As many countries around the world are seeing the benefits of cannabis research and legislation opening up, especially to help treat medical conditions, we not only witness the amazing benefits of the plant, but also the detriment to individuals when they do not have access to the help and treatments they need.
Recently, a family in Edinburgh, Scotland had the latter experience. Karen Gray’s eight-year-old son Murray would have hundreds of seizures a day before he started to take the cannabis-based drug Bedrolite, which they bought from the Netherlands. The drug costs £1,300 a month, or around $1,800. When Murray’s brother, 13-year-old Dean, wrote to First Minister Nicola Sturgeon, urging the politician to help make medications like this more affordable for people like his brother, they were disheartened by the response.
Sturgeon said that she was “deeply sorry” to read about the difficulties Murray faces and that, while she has “enormous sympathy” for the circumstances, she indicated that the medication has to be proven safe before it will be available on the NHS, Scotland’s publicly funded healthcare system.
“In order to prescribe medicines like those Murray currently takes on the NHS in Scotland, we need stronger evidence of their safety than we currently have,” Sturgeon’s letter reads. “Just now, specialist doctors in the NHS who treat children with epilepsy and similar medical conditions aren’t confident enough about prescribing cannabis oils, including Bedrolite, until there is better evidence available following a clinical trial.”
Sturgeon says they have recently been in touch with the company that supplies young patients in the UK with cannabis oils, encouraging them to take part in future clinical trials, and that they are working with other governments around the UK to develop the medicines and build evidence. She ends the letter saying she asked the Chief Pharmaceutical Officer to explore what more they could do to help the family, before thanking Dean for the letter.

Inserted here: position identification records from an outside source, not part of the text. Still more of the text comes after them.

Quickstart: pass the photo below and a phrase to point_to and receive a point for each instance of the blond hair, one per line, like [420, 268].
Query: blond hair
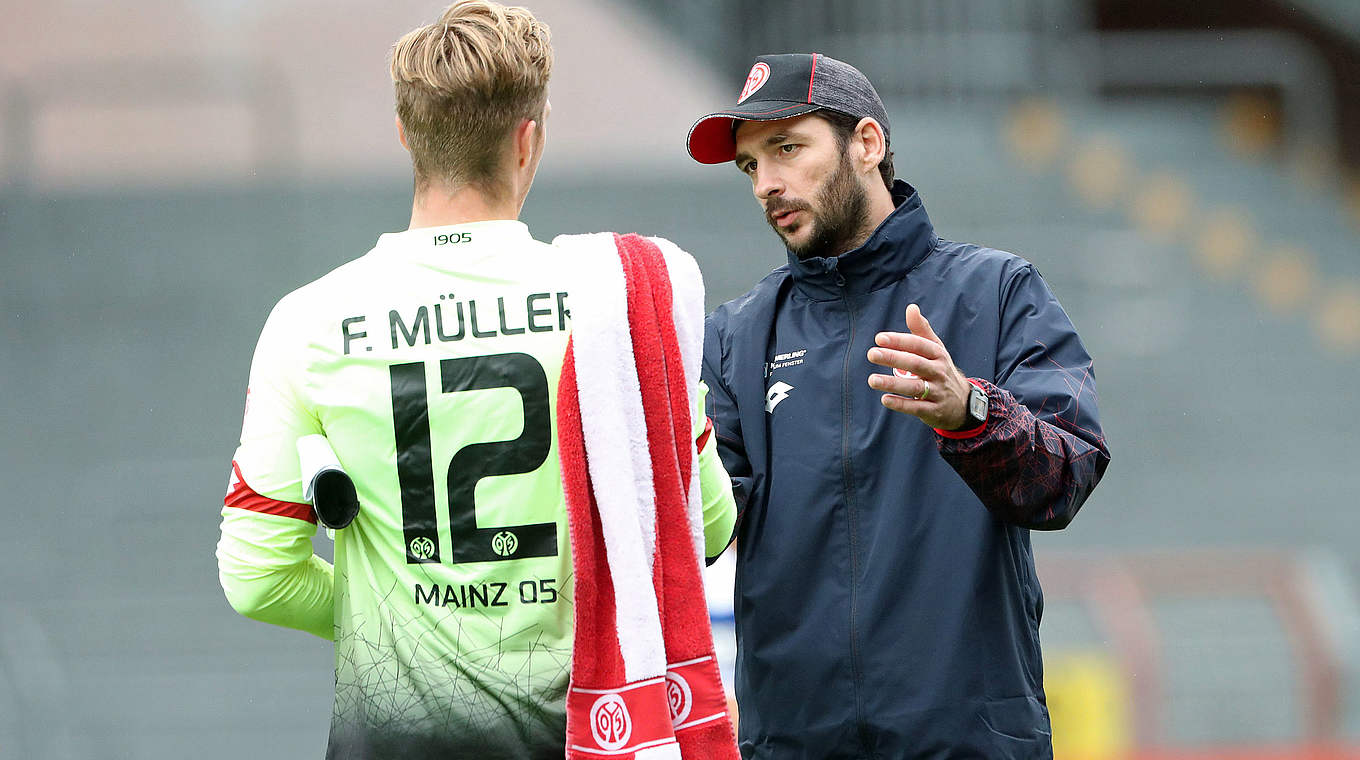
[463, 83]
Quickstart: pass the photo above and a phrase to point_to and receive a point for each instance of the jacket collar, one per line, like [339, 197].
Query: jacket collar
[902, 241]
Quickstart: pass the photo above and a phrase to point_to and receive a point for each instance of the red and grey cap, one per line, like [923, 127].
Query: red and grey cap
[782, 87]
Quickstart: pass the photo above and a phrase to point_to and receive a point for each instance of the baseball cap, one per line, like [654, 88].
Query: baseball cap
[781, 87]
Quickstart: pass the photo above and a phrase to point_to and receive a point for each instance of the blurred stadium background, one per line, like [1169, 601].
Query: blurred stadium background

Karen said the letter was disappointing and didn’t help her son, telling BBC News, “We are delighted and grateful that the first minister took the time to write to us—it did seem like a very personal letter. But it’s infuriating because she is saying about safety and the NHS won’t prescribe the medicine, but the NHS is prescribing the very same cannabis oil to two other children in the UK.”
Murray’s seizures are brought on by severe, complex epilepsy called Doose Syndrome, and his anti-epilepsy medicine has caused him serious side effects. Karen said that Murray was basically dying in the hospital and the NHS couldn’t do anything for him.
“The only way to take the cannabis oil legally was to get a private neurologist,” she said. “She writes the prescription because she knows it’s safe for Murray. He hasn’t had a seizure in two years and no side-effects.”
Only three medical cannabis products have been licensed by the UK-wide medicines and Healthcare products Regulatory Agency since legalization in 2018. These include Taivex, used to treat severe spasticity in MS patients, Nabilone, for chemotherapy-induced nausea and Epidyolex, for rare forms of childhood epilepsy; only Epidyolex can be prescribed by the NHS in Scotland.
The family tried this medication for Murray, who initially responded, though Karen reported it stopped working, she believes because it did not contain tetrahydrocannabinol (THC).
And while Sturgeon argues that the NHS needs to go through the procedures to ensure the medicine’s safety, Bedtrolite has already changed Murray’s life dramatically.
“Now, he is able to go to school full-time, he runs about. He is having no seizures and no side-effects, when he was having loads of side-effects with all the anti-epileptic drugs that he was given,” Karen said. “It’s just infuriating that there are children in the UK being prescribed the exact same cannabis oil that Murray takes through the NHS. It’s just not fair at all.”
Currently the family raises the funds to pay for the cost of the monthly prescription with the help of friends and family, though she fears there will come a time when they can no longer afford the prescription. Karen said she planned to reply to the first minister to further explain the situation.
Peter Carroll, director of the End Our Pain campaign lobbying for financial help for families like Karen’s paying thousands of pounds on private prescriptions, echoed Karen’s sentiments, saying the response was touching but that the letter from the first minister didn’t address the point.
“Families like Karen’s have proved beyond doubt that the medication is life-transforming. If the issue is safety, then Karen has the best evidence it is safe,” Carroll said. “Our appeal is that now is the time to cut across the bureaucracy and give these families some money to pay for private prescriptions while they work on more widespread prescribing.”